TMJ disorders, also known as TMD, are disorders that affect the joints that attach the jaw to the skull. The temporomandibular joints, or TMJ, are located in front of the ears, and are complex joints that allow you to move your jaw up and down and side to side in order to talk, chew, yawn, or move your jaw in any way. TMD is defined as any disorder that affects either the joints themselves or the muscles that control them. TMD can occur in either joint individually, or in both joints at once.
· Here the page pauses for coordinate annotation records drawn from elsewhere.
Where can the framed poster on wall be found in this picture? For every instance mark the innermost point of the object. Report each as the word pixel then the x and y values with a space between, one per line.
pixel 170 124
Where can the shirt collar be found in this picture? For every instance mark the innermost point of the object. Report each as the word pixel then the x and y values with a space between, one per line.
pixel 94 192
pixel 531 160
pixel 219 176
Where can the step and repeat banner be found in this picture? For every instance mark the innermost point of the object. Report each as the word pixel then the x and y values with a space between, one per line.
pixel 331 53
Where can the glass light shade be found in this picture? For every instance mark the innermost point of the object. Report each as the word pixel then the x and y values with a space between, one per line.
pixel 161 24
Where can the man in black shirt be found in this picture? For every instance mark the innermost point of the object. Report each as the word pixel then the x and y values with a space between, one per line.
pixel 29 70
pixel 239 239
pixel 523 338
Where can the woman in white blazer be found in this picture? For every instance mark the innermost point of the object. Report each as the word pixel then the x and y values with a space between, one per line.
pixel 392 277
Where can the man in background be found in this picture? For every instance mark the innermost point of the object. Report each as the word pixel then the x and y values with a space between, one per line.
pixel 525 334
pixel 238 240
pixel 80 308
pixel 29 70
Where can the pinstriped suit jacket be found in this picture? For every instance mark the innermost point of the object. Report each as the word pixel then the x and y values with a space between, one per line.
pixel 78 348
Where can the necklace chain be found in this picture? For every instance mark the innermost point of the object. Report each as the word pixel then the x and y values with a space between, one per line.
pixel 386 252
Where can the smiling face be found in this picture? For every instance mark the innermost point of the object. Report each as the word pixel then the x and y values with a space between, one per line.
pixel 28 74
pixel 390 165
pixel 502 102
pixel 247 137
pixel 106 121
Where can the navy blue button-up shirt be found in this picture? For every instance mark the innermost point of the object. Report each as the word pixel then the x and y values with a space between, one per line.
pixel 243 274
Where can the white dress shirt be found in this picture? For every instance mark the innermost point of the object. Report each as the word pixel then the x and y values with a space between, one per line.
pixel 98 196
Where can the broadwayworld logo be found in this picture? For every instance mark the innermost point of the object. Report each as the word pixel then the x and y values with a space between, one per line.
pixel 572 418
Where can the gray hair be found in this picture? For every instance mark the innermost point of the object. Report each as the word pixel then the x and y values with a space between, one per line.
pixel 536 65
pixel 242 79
The cause of TMD is unknown, but what we do know is that TMD affects more women than men, and can occur along with other disorders, like chronic fatigue syndrome, endometriosis, fibromyalgia, and rheumatoid arthritis, among others.
Symptoms of TMD:
- Problems opening your mouth wide
- Clicking, popping, or grating sounds in the jaw joint when you open or close your mouth
- Pain or tenderness in your face, jaw, neck, shoulders, or in and around your ear when you move your jaw to speak, chew, or open your mouth wide
- A tired feeling in your face
- Swelling on the side of your face
- Trouble chewing or a sudden, uncomfortable bite that feels like the upper and lower teeth are not lining up properly
- Jaws that “lock” or get “stuck” in the open or closed position
- Ringing in the ears or hearing problems
- Neck or upper shoulder pain
Diagnosis of TMD is done by checking for pain in the joints, listening for clicking or popping sounds, X-rays, CT scans, MRIs, and other tests, most of which are performed to rule out other conditions. Some may be referred to an oral surgeon for more severe problems.
The most common treatments for TMD are non-steroidal anti-inflammatory medications (NSAIDs) such as ibuprofen or naproxen, night guards or splints to reduce grinding and/or clenching, and dental work to correct any dental problems that may be contributing.